そう思えるような時間を一緒に作れること。

それが、わたしにとっての国際協力です。


なぜ、看護師という道を選んだのか

もともとは、英語が話せれば国際協力ができるかもしれないと思い、外語系の学部のある高校に進学しました。

でも、周りには留学生や海外にルーツを持つ友達が多く、トリリンガルの人もたくさんいて「英語だけでは太刀打ちできない」と感じるようになりました。

そのとき初めて、
“言語だけじゃなくて、自分に何ができるか”
を考えるようになりました。

さらに、両親の離婚を経験したこともあり「誰かのために」と思う気持ちがあっても、自分の生活を犠牲にしすぎてしまっては続けられないとも感じていました。

だからこそ、自分の人生も大切にしながら、長く続けられる仕事として、手に職をつけたいと思うようになりました。

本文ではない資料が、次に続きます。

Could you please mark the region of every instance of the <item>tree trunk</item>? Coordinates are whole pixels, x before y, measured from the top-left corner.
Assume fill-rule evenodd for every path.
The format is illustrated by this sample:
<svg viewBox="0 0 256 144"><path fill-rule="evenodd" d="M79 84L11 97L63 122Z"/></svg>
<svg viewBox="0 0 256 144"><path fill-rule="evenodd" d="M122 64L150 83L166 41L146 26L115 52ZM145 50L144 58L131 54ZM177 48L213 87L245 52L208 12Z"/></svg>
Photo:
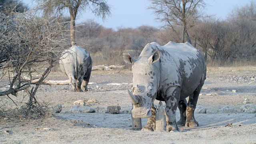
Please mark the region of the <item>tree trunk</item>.
<svg viewBox="0 0 256 144"><path fill-rule="evenodd" d="M75 32L76 32L76 22L73 16L70 16L70 41L72 46L76 44L75 39Z"/></svg>
<svg viewBox="0 0 256 144"><path fill-rule="evenodd" d="M132 105L132 108L133 108L133 104ZM134 118L132 117L132 114L131 114L132 117L132 129L136 130L140 130L142 128L141 125L141 118Z"/></svg>
<svg viewBox="0 0 256 144"><path fill-rule="evenodd" d="M156 131L166 132L166 122L164 110L162 102L160 101L156 110Z"/></svg>

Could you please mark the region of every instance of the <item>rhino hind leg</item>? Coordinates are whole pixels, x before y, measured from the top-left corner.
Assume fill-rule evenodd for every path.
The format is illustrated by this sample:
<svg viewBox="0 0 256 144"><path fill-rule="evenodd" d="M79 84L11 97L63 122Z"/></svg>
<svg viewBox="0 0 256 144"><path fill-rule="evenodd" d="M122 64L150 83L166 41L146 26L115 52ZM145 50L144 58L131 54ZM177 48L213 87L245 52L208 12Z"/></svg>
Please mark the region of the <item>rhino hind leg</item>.
<svg viewBox="0 0 256 144"><path fill-rule="evenodd" d="M178 126L184 126L186 124L186 109L188 102L186 99L180 100L179 102L178 105L178 107L180 110L180 120L177 122L177 125Z"/></svg>
<svg viewBox="0 0 256 144"><path fill-rule="evenodd" d="M92 67L88 68L86 70L85 74L83 78L83 82L82 83L81 88L83 91L86 92L88 91L87 85L89 83L90 78L91 76L91 72L92 72Z"/></svg>
<svg viewBox="0 0 256 144"><path fill-rule="evenodd" d="M78 74L77 79L76 80L76 90L77 92L82 92L81 89L81 85L82 80L83 79L81 74Z"/></svg>
<svg viewBox="0 0 256 144"><path fill-rule="evenodd" d="M75 78L74 74L69 74L68 76L68 79L69 79L70 84L71 84L71 91L72 92L76 92L76 80Z"/></svg>
<svg viewBox="0 0 256 144"><path fill-rule="evenodd" d="M144 126L142 131L154 131L156 130L156 108L154 106L154 104L151 106L150 110L152 115L148 118L148 122L147 124Z"/></svg>
<svg viewBox="0 0 256 144"><path fill-rule="evenodd" d="M189 96L186 110L187 119L185 125L186 127L195 127L199 126L198 122L195 119L194 112L201 88L202 86L199 85L193 93Z"/></svg>

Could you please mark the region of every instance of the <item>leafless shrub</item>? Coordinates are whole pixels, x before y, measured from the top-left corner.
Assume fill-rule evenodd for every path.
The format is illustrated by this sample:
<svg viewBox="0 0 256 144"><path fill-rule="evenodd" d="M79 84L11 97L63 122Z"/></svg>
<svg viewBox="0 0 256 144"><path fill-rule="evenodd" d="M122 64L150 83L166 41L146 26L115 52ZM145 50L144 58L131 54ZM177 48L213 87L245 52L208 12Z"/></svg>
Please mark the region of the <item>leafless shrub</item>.
<svg viewBox="0 0 256 144"><path fill-rule="evenodd" d="M43 108L36 101L36 93L64 48L66 24L58 18L38 17L37 12L0 13L1 115L7 106L2 98L18 106L12 98L18 96L20 91L28 100L25 108L16 109L27 110L28 113L40 112L35 109Z"/></svg>

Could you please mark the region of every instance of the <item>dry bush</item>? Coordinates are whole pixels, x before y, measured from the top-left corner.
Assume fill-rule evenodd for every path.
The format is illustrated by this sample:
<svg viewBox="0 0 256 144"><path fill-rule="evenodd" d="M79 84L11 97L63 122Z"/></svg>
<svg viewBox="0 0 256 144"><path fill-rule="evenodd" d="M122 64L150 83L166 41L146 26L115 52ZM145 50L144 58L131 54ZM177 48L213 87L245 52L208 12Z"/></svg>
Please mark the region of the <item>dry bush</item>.
<svg viewBox="0 0 256 144"><path fill-rule="evenodd" d="M59 19L36 16L34 10L24 13L0 13L0 114L37 112L44 108L36 93L53 66L58 62L66 41L66 24ZM34 81L35 79L38 80ZM18 106L11 95L25 93L26 105ZM16 107L10 106L11 100ZM8 108L10 107L10 108ZM26 112L24 110L26 110ZM29 110L29 111L28 110Z"/></svg>

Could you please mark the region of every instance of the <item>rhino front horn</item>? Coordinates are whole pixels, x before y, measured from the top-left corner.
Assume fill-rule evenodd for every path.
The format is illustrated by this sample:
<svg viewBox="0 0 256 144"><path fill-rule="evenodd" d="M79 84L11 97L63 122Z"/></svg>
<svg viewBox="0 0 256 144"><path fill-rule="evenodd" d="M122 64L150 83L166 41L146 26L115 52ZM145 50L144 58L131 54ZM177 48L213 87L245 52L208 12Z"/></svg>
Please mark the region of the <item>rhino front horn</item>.
<svg viewBox="0 0 256 144"><path fill-rule="evenodd" d="M132 100L132 102L133 104L136 104L139 103L139 101L138 99L136 98L136 98L135 96L132 94L129 90L127 90L127 93L131 100Z"/></svg>

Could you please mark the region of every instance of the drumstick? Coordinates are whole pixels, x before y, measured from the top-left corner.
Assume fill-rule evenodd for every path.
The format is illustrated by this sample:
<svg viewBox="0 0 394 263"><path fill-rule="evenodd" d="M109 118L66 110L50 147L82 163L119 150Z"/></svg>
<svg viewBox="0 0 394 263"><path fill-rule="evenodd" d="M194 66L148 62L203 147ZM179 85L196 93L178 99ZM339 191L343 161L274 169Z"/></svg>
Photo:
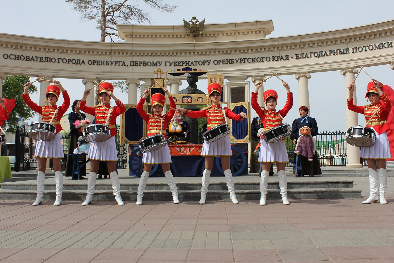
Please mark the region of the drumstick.
<svg viewBox="0 0 394 263"><path fill-rule="evenodd" d="M368 74L368 73L367 73L367 72L365 71L365 70L364 69L364 68L363 68L362 67L361 67L361 68L362 69L362 70L364 71L364 72L365 72L366 74L366 75L368 75L368 76L369 76L370 77L370 78L371 79L371 80L372 80L372 81L374 81L374 79L372 78L372 77L371 77L370 76L369 74Z"/></svg>
<svg viewBox="0 0 394 263"><path fill-rule="evenodd" d="M351 82L351 85L353 85L353 83L354 83L354 82L356 81L356 79L357 78L357 77L359 76L359 74L361 72L361 69L363 69L362 67L361 67L361 69L360 69L360 71L359 71L359 73L357 73L357 75L356 75L356 77L355 78L354 80L353 80L353 81Z"/></svg>
<svg viewBox="0 0 394 263"><path fill-rule="evenodd" d="M93 80L93 81L94 81L94 80ZM101 83L103 83L103 82L105 82L106 81L106 80L103 80L101 82L100 82L100 84L97 84L97 85L95 85L95 86L93 86L93 87L92 87L91 88L89 88L89 89L88 89L88 90L91 90L92 89L93 89L93 88L95 88L95 87L97 87L97 86L98 86L98 85L99 85L100 84L101 84ZM96 82L96 83L97 83L97 82ZM101 86L100 86L101 87ZM102 88L102 87L101 87L101 88Z"/></svg>
<svg viewBox="0 0 394 263"><path fill-rule="evenodd" d="M274 75L275 75L275 76L276 76L276 77L277 78L279 78L279 80L280 80L281 81L282 83L283 83L284 82L284 81L283 81L283 80L281 78L279 78L279 77L278 77L277 75L276 74L275 74L275 73L274 73L272 71L271 71L271 72L272 72L272 74L273 74Z"/></svg>
<svg viewBox="0 0 394 263"><path fill-rule="evenodd" d="M45 77L43 77L43 78L46 78L46 76ZM46 79L40 79L40 78L37 78L37 80L34 80L33 82L31 82L30 83L34 83L35 82L37 82L37 81L38 81L39 80L42 80L43 81L49 81L50 82L52 82L52 81L51 81L50 80L46 80Z"/></svg>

そんな中で出会ったのが、赤十字やJICA、そして国境なき医師団の活動でした。

「医療はどこにいても必要とされる」
その事実に強く惹かれました。

そして、人と関わる医療職の中でも、
一番近くで「その人の人生」に触れる職種は何だろうと考えたとき、わたしの中で自然と浮かんできたのが、看護師でした。

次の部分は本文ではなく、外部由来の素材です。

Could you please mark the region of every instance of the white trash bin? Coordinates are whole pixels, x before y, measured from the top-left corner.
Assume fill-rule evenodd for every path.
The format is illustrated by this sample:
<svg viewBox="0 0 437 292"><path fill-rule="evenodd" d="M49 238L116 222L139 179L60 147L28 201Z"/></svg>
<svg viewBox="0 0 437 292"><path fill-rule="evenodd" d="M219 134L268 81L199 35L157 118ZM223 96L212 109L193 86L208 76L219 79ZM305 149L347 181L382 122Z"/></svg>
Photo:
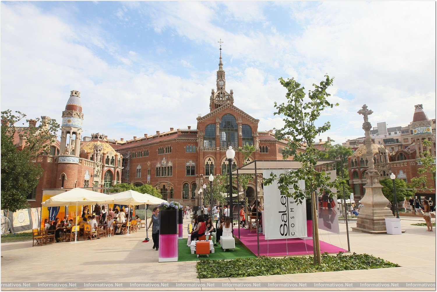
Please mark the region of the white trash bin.
<svg viewBox="0 0 437 292"><path fill-rule="evenodd" d="M397 218L386 218L385 227L388 234L402 234L401 220Z"/></svg>

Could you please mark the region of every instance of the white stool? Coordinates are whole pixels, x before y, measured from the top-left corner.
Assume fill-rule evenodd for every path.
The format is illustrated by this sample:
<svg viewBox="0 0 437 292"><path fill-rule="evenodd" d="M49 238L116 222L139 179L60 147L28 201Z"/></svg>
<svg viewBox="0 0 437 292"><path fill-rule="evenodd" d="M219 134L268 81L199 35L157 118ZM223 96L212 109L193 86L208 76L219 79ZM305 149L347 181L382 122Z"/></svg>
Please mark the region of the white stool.
<svg viewBox="0 0 437 292"><path fill-rule="evenodd" d="M235 239L232 236L221 236L220 245L224 251L226 249L235 249Z"/></svg>

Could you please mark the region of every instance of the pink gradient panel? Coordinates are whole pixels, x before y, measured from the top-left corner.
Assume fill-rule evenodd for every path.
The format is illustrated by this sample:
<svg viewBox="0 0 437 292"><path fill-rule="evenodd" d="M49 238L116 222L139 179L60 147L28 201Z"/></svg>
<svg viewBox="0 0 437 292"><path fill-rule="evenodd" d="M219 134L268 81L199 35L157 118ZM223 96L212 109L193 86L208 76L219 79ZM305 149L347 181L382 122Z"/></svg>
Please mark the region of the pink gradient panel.
<svg viewBox="0 0 437 292"><path fill-rule="evenodd" d="M159 257L177 257L177 234L160 234Z"/></svg>

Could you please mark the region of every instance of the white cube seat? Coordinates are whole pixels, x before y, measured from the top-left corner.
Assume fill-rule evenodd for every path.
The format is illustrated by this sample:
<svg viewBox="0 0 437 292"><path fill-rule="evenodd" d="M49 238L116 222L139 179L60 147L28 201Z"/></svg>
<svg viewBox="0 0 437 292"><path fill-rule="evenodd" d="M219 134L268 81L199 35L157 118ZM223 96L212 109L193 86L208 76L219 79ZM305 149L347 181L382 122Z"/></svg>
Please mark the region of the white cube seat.
<svg viewBox="0 0 437 292"><path fill-rule="evenodd" d="M223 250L234 249L235 248L235 239L232 236L221 236L220 245Z"/></svg>

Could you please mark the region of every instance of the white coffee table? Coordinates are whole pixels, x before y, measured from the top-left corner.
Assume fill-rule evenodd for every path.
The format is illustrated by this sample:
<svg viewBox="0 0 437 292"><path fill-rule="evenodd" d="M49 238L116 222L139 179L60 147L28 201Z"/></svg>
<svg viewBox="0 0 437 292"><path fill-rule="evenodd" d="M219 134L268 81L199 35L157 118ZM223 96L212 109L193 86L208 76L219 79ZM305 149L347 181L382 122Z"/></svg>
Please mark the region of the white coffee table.
<svg viewBox="0 0 437 292"><path fill-rule="evenodd" d="M196 253L196 242L198 240L193 240L191 241L191 244L190 245L190 249L191 250L191 254L194 254ZM201 240L204 241L205 240ZM215 251L214 250L214 246L212 244L212 240L209 240L209 251L212 254L214 253Z"/></svg>

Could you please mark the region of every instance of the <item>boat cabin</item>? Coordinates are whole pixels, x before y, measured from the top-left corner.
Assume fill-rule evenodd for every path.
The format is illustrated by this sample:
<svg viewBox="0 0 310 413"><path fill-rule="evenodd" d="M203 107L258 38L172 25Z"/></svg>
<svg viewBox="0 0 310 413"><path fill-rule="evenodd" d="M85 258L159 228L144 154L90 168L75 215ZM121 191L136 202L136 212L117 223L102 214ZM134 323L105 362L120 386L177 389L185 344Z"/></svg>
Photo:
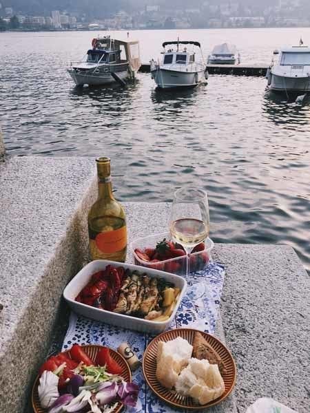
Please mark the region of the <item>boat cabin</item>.
<svg viewBox="0 0 310 413"><path fill-rule="evenodd" d="M121 63L121 50L103 50L91 49L87 51L87 61L91 63Z"/></svg>
<svg viewBox="0 0 310 413"><path fill-rule="evenodd" d="M278 51L273 52L277 54ZM292 46L280 50L278 64L280 66L310 66L310 47Z"/></svg>
<svg viewBox="0 0 310 413"><path fill-rule="evenodd" d="M169 50L165 53L163 60L163 65L189 65L194 62L195 53L189 53L186 50L183 52Z"/></svg>

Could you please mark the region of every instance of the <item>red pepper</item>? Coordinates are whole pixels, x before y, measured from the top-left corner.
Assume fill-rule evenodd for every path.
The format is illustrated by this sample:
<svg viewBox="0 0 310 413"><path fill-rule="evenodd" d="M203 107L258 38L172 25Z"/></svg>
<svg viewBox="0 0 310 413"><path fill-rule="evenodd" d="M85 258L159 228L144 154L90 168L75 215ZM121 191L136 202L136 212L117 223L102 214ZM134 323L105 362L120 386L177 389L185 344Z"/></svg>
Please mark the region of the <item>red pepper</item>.
<svg viewBox="0 0 310 413"><path fill-rule="evenodd" d="M94 361L87 356L79 344L74 344L70 350L70 355L78 363L83 363L86 366L94 366Z"/></svg>
<svg viewBox="0 0 310 413"><path fill-rule="evenodd" d="M107 347L103 347L99 351L96 363L97 366L106 366L107 372L112 374L121 374L123 372L122 367L111 357L110 350Z"/></svg>
<svg viewBox="0 0 310 413"><path fill-rule="evenodd" d="M79 363L69 357L68 353L60 352L56 356L56 358L61 360L62 363L65 363L65 368L69 370L73 370L79 366Z"/></svg>

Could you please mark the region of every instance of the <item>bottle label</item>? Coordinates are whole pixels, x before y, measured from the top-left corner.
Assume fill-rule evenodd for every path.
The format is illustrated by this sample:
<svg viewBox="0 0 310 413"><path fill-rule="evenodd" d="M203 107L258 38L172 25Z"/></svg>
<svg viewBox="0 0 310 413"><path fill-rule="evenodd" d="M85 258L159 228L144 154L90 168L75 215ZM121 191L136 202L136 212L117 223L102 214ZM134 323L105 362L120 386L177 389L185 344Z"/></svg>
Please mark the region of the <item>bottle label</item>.
<svg viewBox="0 0 310 413"><path fill-rule="evenodd" d="M107 184L111 182L111 176L107 176L106 178L98 178L98 182L99 184Z"/></svg>
<svg viewBox="0 0 310 413"><path fill-rule="evenodd" d="M105 254L112 254L121 251L127 245L126 226L114 231L100 233L96 237L96 245Z"/></svg>

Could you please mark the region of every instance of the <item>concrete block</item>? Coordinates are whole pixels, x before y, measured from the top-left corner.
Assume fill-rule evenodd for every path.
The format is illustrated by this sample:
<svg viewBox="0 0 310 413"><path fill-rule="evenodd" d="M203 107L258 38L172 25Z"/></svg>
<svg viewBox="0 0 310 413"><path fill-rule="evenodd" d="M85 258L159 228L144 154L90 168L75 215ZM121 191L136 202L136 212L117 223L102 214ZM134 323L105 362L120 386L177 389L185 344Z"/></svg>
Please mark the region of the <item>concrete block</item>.
<svg viewBox="0 0 310 413"><path fill-rule="evenodd" d="M4 147L3 136L2 134L1 128L0 127L0 162L4 160L5 153L6 148Z"/></svg>
<svg viewBox="0 0 310 413"><path fill-rule="evenodd" d="M94 163L15 158L0 165L0 411L21 412L83 265L81 214L93 202ZM81 240L83 240L81 242Z"/></svg>

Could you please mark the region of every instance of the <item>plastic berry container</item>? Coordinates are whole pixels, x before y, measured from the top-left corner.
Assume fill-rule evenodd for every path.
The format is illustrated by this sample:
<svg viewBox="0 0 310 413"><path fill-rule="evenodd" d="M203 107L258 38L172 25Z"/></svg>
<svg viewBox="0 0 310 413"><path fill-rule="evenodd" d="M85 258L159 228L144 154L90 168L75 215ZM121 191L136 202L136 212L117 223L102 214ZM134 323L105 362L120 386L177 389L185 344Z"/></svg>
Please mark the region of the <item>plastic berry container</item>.
<svg viewBox="0 0 310 413"><path fill-rule="evenodd" d="M139 265L147 268L160 270L167 273L172 273L178 275L186 275L187 257L177 257L170 258L159 262L149 262L141 260L134 252L136 248L143 251L145 248L155 248L157 243L163 241L165 238L167 241L171 241L172 237L169 232L154 234L142 238L137 238L130 243L130 249L134 257L134 262L136 265ZM189 255L189 271L194 273L203 271L206 268L209 262L211 260L211 251L214 246L214 244L211 238L207 238L205 240L205 248L202 251L193 253Z"/></svg>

ただ、外語系の学部から看護学部を目指す人はほとんどおらず、
最初は先生たちにも心配されました。

それでも理数科の先生がこう言ってくれました。

「もし自分が病気になったとき、あなたが看護師で、笑顔でそばにいてくれたら、救われる人がたくさんいると思う」

その言葉に背中を押され、受験の最後まで理数科目の勉強も支えていただきました。

嬉しいときも、苦しいときも、
その人のすぐそばにいられる仕事。

特別なことができなくても、
ただ隣にいることや、少しの声かけで、
誰かの気持ちが軽くなる瞬間がある。

それは、わたしがこれまで人にしてもらって
救われてきたことそのものでした。

だから今度は、わたしがそれを返していきたいと思い、看護師という道を選びました。


小さな幸せを積み重ねるために


特別なことじゃなくていい。

わたしの周りで、小さな幸せを積み重ねていくこと。
それを誰かと分かち合っていくこと。

その先に、
自分が生きている意味を見つけられる気がしています。